Miguel Lozano

Personal information
- Born: 1979 (age 45–46) Montgat, Spain

Sport
- Sport: Diving

= Miguel Lozano =

Professional Spanish freediver

Miguel Lozano is a professional freediver and freediving entrepreneur from Barcelona, Spain. He won silver medals twice in two of the three depth disciplines (Constant No Fins and Free Immersion) in the AIDA World Depth Championships in Cyprus in 2015. Lozano was the first Spaniard to reach a depth of 100m in Constant Weight (CWT) and 83m in Constant No Fins (CNF).

== Biography ==
Miguel Lozano was born in 1979 in Montgat, Barcelona, in a small fishing village on the shores of the Mediterranean Sea. In 2011, Lozano made the 'magic' depth of 100m in constant weight. A year later, he descends to 117m while competing in Free Immersion in the Bahamas.

In 2015, Lozano won silver medals twice in two of the three depth disciplines in the AIDA World Depth Championships in Cyprus.
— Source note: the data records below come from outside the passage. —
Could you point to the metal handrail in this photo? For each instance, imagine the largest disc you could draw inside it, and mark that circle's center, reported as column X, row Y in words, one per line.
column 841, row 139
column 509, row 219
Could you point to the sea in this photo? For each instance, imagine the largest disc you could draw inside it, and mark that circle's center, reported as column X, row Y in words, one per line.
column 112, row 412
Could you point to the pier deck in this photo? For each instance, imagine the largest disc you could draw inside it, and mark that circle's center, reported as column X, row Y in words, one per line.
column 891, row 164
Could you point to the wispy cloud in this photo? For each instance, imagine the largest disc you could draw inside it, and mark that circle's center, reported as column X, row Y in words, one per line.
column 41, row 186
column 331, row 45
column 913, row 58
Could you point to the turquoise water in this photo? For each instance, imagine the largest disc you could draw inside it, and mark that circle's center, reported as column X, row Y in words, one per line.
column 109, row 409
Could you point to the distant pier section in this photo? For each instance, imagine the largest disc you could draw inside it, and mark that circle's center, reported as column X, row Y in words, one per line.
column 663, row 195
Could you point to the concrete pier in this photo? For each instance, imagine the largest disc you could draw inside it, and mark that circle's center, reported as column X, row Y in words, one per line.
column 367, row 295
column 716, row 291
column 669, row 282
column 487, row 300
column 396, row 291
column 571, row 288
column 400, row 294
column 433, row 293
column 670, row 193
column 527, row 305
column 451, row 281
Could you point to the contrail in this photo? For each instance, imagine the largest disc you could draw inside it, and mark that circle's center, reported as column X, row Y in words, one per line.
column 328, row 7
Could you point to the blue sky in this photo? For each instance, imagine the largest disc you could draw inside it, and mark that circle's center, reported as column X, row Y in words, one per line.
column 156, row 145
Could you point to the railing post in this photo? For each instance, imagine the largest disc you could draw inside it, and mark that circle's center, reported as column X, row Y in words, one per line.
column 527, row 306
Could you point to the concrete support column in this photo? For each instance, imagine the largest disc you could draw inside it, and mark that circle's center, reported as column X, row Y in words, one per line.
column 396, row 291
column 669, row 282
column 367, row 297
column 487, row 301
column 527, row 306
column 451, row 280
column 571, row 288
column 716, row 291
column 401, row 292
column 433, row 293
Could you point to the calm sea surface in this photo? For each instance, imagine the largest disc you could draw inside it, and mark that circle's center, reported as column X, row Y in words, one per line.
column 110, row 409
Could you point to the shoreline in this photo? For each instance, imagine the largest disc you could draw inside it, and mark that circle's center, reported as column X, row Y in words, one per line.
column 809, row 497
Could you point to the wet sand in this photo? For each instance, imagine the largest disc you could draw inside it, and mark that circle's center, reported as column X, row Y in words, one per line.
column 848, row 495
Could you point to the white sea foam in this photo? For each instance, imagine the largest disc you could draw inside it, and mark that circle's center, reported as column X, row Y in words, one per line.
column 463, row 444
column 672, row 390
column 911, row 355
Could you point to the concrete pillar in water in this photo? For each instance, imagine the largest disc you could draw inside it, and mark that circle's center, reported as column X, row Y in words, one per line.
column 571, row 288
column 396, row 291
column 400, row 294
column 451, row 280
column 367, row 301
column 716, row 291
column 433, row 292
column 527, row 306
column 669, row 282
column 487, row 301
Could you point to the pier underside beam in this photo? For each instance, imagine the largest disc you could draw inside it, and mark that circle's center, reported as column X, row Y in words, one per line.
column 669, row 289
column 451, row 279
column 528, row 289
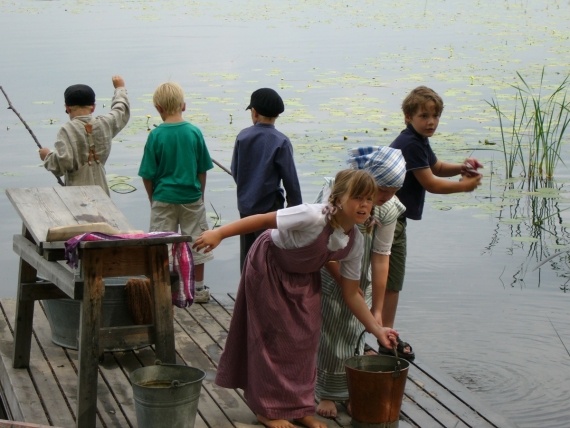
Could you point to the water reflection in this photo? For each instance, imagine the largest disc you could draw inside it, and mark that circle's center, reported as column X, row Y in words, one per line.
column 535, row 225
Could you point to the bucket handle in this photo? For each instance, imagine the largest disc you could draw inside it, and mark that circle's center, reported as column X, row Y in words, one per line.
column 397, row 370
column 356, row 349
column 175, row 383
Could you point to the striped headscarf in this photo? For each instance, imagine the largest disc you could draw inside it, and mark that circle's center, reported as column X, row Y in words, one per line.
column 386, row 164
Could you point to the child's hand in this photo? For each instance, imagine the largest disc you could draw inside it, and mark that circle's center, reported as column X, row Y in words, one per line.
column 388, row 337
column 44, row 151
column 471, row 181
column 208, row 240
column 118, row 81
column 470, row 167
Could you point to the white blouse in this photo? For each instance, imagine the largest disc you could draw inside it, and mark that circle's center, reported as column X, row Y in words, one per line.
column 300, row 225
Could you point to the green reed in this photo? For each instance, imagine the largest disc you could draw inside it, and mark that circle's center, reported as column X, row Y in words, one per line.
column 533, row 134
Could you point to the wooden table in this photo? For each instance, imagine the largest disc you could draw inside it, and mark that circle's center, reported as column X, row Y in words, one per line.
column 43, row 208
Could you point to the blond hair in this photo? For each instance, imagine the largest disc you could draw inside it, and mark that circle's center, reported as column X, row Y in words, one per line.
column 351, row 183
column 418, row 98
column 170, row 97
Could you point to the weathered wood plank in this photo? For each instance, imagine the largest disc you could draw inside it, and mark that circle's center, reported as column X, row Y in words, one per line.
column 90, row 323
column 13, row 424
column 199, row 334
column 147, row 358
column 457, row 398
column 90, row 204
column 38, row 209
column 21, row 396
column 41, row 370
column 53, row 272
column 198, row 351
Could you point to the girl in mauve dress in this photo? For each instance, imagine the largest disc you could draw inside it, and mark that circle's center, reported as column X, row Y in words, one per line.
column 271, row 347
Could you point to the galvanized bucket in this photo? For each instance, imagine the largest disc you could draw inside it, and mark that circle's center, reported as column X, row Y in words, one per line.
column 376, row 388
column 166, row 395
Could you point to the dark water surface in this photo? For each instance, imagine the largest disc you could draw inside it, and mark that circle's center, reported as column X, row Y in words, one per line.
column 472, row 305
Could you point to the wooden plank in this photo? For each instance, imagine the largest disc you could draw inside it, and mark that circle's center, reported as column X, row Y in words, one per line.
column 110, row 386
column 90, row 323
column 23, row 319
column 148, row 358
column 90, row 204
column 202, row 352
column 14, row 424
column 53, row 272
column 22, row 398
column 39, row 209
column 115, row 404
column 162, row 300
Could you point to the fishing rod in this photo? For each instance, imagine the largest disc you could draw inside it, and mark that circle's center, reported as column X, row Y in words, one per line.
column 11, row 107
column 221, row 166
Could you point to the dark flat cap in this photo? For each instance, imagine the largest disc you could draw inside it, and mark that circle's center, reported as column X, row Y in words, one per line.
column 266, row 102
column 79, row 95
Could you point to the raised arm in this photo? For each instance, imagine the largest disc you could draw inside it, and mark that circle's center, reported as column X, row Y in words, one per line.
column 434, row 184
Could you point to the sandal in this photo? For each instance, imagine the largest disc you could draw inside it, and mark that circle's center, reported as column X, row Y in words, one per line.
column 401, row 348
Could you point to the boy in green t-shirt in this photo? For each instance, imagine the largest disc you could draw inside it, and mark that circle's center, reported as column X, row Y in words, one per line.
column 173, row 169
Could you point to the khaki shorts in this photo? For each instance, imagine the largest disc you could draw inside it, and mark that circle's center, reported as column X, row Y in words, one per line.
column 397, row 269
column 190, row 218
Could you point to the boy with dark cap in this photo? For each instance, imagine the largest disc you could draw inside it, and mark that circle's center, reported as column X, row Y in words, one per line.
column 84, row 143
column 262, row 159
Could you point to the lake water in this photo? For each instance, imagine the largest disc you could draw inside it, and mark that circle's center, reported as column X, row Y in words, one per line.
column 472, row 306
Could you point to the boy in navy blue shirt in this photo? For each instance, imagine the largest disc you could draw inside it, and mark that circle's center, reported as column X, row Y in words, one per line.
column 262, row 159
column 422, row 110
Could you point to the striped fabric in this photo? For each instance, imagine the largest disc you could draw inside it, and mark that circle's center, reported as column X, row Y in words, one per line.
column 386, row 164
column 181, row 253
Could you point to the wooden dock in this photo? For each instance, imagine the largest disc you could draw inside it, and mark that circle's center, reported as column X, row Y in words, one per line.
column 45, row 393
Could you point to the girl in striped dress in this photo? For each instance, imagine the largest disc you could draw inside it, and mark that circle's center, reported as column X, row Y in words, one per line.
column 271, row 348
column 340, row 328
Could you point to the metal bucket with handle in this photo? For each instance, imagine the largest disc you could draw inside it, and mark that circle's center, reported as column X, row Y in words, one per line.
column 376, row 386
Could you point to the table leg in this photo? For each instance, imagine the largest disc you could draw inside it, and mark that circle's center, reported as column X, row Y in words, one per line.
column 163, row 315
column 90, row 324
column 24, row 318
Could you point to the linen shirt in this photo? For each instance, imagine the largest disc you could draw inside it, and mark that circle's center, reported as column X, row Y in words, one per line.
column 71, row 149
column 300, row 225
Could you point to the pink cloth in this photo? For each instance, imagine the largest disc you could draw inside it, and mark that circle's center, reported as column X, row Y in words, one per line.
column 181, row 255
column 272, row 343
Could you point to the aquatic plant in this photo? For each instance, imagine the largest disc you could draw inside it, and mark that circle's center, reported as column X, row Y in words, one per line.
column 532, row 136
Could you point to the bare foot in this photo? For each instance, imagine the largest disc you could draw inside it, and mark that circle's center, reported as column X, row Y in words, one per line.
column 327, row 409
column 275, row 423
column 311, row 422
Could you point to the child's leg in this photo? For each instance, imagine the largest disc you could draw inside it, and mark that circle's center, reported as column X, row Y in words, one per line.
column 327, row 408
column 275, row 423
column 396, row 273
column 193, row 222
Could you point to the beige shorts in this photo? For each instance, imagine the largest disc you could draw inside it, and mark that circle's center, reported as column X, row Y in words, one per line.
column 186, row 219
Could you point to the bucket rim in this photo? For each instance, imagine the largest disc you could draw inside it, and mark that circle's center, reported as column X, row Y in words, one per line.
column 175, row 383
column 404, row 364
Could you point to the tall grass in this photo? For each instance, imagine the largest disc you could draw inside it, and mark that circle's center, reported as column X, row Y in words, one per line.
column 532, row 136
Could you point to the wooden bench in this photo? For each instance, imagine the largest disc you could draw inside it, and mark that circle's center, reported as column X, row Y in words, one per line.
column 42, row 210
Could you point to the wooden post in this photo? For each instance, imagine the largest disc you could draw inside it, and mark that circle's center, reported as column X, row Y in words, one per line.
column 163, row 316
column 89, row 325
column 24, row 314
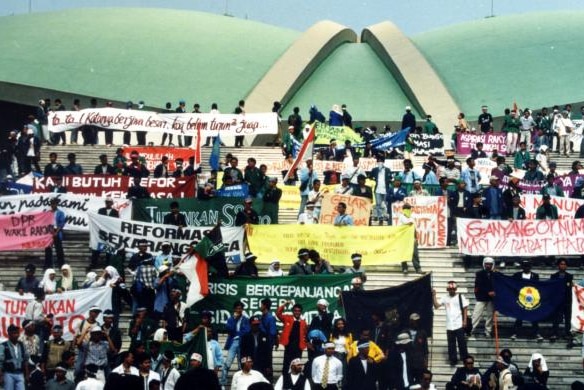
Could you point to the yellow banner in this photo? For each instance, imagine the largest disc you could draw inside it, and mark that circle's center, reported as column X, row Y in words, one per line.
column 378, row 245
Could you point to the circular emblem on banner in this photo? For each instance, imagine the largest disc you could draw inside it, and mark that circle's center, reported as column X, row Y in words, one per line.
column 529, row 298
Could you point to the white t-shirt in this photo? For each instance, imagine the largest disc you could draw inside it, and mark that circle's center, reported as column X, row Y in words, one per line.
column 453, row 310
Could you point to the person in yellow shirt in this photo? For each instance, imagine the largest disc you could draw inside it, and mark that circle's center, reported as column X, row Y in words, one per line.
column 375, row 352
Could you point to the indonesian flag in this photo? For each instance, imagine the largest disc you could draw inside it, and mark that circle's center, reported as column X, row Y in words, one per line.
column 306, row 149
column 578, row 308
column 195, row 267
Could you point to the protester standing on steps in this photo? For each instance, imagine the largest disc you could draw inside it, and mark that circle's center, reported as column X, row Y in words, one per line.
column 456, row 306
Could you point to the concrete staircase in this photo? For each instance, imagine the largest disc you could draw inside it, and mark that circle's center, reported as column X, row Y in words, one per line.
column 445, row 264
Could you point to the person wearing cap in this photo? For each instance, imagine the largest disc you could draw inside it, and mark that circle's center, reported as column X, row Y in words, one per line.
column 247, row 215
column 294, row 332
column 95, row 351
column 28, row 283
column 493, row 199
column 175, row 217
column 327, row 370
column 526, row 274
column 271, row 197
column 53, row 351
column 104, row 168
column 161, row 169
column 256, row 344
column 456, row 306
column 399, row 368
column 484, row 293
column 294, row 378
column 356, row 259
column 13, row 360
column 382, row 176
column 237, row 325
column 59, row 381
column 547, row 210
column 301, row 267
column 248, row 267
column 247, row 376
column 466, row 377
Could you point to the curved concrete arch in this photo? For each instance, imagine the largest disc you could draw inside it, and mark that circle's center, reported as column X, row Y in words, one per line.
column 415, row 75
column 295, row 66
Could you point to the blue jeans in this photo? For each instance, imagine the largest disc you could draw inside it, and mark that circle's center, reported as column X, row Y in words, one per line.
column 13, row 381
column 231, row 354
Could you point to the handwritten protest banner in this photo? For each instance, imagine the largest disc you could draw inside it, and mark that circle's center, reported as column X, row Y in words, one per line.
column 74, row 206
column 152, row 155
column 392, row 244
column 424, row 144
column 357, row 207
column 110, row 234
column 138, row 120
column 305, row 290
column 31, row 230
column 69, row 308
column 466, row 142
column 115, row 186
column 430, row 217
column 559, row 237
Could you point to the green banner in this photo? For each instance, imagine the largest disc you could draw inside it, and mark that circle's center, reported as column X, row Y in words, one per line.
column 324, row 133
column 197, row 212
column 305, row 290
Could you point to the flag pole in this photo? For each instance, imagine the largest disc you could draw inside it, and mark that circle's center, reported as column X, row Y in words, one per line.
column 496, row 323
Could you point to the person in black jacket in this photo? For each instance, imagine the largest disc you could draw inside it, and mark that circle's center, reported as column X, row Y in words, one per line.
column 175, row 217
column 566, row 310
column 526, row 274
column 484, row 293
column 362, row 370
column 257, row 345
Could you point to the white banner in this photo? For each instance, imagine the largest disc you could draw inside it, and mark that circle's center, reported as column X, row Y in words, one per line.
column 110, row 234
column 75, row 207
column 68, row 309
column 528, row 238
column 138, row 120
column 430, row 217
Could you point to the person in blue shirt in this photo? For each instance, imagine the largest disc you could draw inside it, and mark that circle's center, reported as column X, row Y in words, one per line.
column 58, row 225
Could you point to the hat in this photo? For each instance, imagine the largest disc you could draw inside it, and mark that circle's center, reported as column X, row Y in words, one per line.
column 96, row 329
column 168, row 355
column 403, row 338
column 502, row 361
column 302, row 252
column 322, row 301
column 197, row 356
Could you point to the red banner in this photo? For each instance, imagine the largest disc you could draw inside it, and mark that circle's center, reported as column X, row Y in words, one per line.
column 152, row 155
column 33, row 230
column 117, row 186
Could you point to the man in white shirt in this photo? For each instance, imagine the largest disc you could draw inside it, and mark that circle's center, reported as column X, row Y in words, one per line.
column 456, row 306
column 243, row 378
column 327, row 370
column 127, row 367
column 292, row 378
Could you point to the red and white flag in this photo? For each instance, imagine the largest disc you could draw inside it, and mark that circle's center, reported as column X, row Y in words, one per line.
column 305, row 150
In 2016, he performed a 122-meter (400 feet) free immersion dive (FIM) at the Caribbean Cup Competition in Roatán, Honduras.

In 2022, Lozano attempted to break the world record for the deepest dive with the target depth of 125 meters, but he blacked out due to low oxygen pressure.

Currently, Lozano runs four freediving schools in the world: Apnea Canarias in Tenerife and Lanzarote, Dahab Freedivers in Egypt, and Freedive Air in Indonesia.